At the end of Quarantaine V and L are ejected via the bright red door labelled “Women”. The meaning of this violent ejection is multi-faceted – who and what have they become? You could ruminate for hours about what this final exit represents. If you listen hard enough, you can hear some words spoken by L into the ear of V – this might hold some clues.

 

PS: In your film, the sign quality of the generative matrix of nature emerges as an apparition, as if to recover the primordial origin of a mimetic language of matter and form. The final lesson in fact moves from vowels and consonants in the act of naming at last: the s drags on until it generates souffle, breath. If language were to convey only a convention, the idea of searching for a truth, would it be a naivety without parameters? In your film Quarantaine do you try to recover the glorious body of language?

 

GS: Above everything I am interested in sound and voice, how listening can transport and communicate independently of linguistic “meaning”. The lessons in listening that the initiates undertake in Quarantaine really begin inside the EAR Room. Before that the codes are mainly visual (the cards in The Grey Room).
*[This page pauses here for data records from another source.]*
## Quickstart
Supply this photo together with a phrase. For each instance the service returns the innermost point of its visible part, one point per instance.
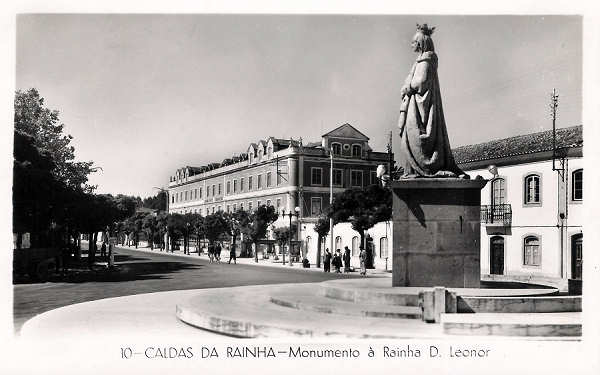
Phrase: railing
(496, 214)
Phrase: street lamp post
(295, 213)
(186, 242)
(166, 237)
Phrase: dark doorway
(369, 262)
(497, 256)
(576, 256)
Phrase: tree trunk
(19, 240)
(91, 249)
(319, 241)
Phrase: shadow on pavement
(127, 268)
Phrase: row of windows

While laid naked beneath the EAR they are serenaded by Pauline Oliveros’s Bye Bye Butterfly (1967), a seminal experimental electronic sound work from the pioneer of “deep listening”. Of this work Oliveros said – “It bids farewell, not only to the music of the 19th century but also to the system of polite morality of that age and its attendant institutionalised oppression of the female sex.” It was important for me to use this piece in this scene. In the following chapter – through/or inside the EAR, we encounter the instructor Pearl Mama One for the first time. She performs a prolonged and extreme vocalization while hovering back and forth as a floating head. The sounds, breaths and utterances are strange and foreign to us, it’s difficult to listen to, she penetrates our brain, but if we listen deeply enough meaning will eventually arrive. In fact, Loré Lixenberg (the mezzo soprano performing as Pearl Mama One) had Oliveros’s Bye Bye Butterfly inside her ear during filming and was attempting to vocalise and translate these electronic sounds. This was a glorious virtuoso performance which created a whole new embodied language and became the beating pulse and breathing lungs of Quarantaine.

 

*The voice of The Pink Ursula Material is the voice of Rivette muse and star of Duelle (1976) the late actress Hermine Karagheuz, recorded in 2017.